Short-term exposures to particulate matter gamma radiation activities and biomarkers of systemic inflammation and endothelial activation in COPD patients
Introduction
Chronic obstructive pulmonary disease (COPD) is a progressive and debilitating chronic disease that affects more than 15.7 million people in the United States and was the fourth leading cause of death in the United States in 2016 (Croft et al., 2018; Wheaton et al., 2015). Biomarkers of systemic inflammation are elevated in COPD patients and associated with more severe disease and increased mortality (Agusti, 2005; Agusti et al., 2003, 2012; Mackay et al., 2016; Shaw et al., 2014; Su et al., 2016). Exposure to air pollution has be linked to increased levels of systemic inflammation (Jiang et al., 2016), especially in COPD patients who may also be more vulnerable to the detrimental effects of air pollutants (Garshick, 2014; Garshick et al., 2018; Heinrich and Schikowski, 2018).
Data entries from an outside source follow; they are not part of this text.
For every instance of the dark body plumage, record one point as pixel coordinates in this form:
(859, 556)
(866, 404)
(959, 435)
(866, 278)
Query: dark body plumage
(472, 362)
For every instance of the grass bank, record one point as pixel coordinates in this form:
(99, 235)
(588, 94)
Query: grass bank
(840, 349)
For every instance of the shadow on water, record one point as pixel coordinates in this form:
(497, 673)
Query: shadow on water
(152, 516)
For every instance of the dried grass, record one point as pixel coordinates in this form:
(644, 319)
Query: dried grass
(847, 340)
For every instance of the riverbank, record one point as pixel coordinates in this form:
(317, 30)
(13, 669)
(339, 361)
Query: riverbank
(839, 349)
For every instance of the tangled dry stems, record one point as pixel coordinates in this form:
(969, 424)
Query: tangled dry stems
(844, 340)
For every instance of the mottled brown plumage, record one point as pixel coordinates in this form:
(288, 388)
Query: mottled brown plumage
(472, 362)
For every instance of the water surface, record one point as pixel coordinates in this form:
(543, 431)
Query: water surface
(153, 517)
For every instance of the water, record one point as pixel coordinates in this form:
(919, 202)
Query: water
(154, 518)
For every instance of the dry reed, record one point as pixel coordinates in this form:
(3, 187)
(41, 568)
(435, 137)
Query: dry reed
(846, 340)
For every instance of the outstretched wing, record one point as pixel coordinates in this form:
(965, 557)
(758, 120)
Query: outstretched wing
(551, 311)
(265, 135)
In addition to air pollution, humans are exposed to ionizing radiation, including alpha, beta, and gamma radiation from the decay of radionuclides (EPA, 1972). Ionizing radiation can disrupt chemical bonds in the structural components of cells, damage molecules, and induce DNA strand breaks (Henner et al., 1982; Foray et al., 1999; Mishra, 2004). The largest sources of ionizing radiation are natural terrestrial and extra-terrestrial radiation sources (e.g., the decay of progenies of uranium-238, thorium-232 and potassium-40 in earth's crust and products of galactic cosmic rays) (EPA, 1972; Shahbazi-Gahrouei et al., 2013).
Inhalation of particulate matter (PM) radioactivity is an important route of ionizing radiation exposure (Karam, 2004). Alpha radiation, which is more damaging compared to other types of ionizing radiation (beta and gamma radiation), cannot penetrate the epidermis. Therefore, exposure to alpha radiation may occur through internal exposure (inhalation or ingestion). Environmental radioactive nuclei from background sources (natural terrestrial and extra-terrestrial) can attach to respirable PM (Mohamed et al., 2014; Porstendörfer, 1994, 2001). Once inhaled, PM with attached radioactive nuclei deposit on the respiratory tract and can translocate into systemic circulation (Marsh and Bailey, 2013). As the emission of alpha or beta radiation is frequently accompanied by the emission of gamma activities, PM gamma activities can be considered as surrogates of total radioactivity including alpha and beta activities (Stacey, 2007). We previously reported associations between increases in PM gamma activities and a reduction in forced expiratory volume in 1 s (FEV1) and forced vital capacity (FVC) (Vieira et al., 2019). However, up to our best knowledge, there is no study about the effects of PM gamma activities on systemic inflammation or vascular endothelial activation biomarkers, which may contribute to the development of both pulmonary and systemic endothelial dysfunction, in COPD patients (Polverino et al., 2018).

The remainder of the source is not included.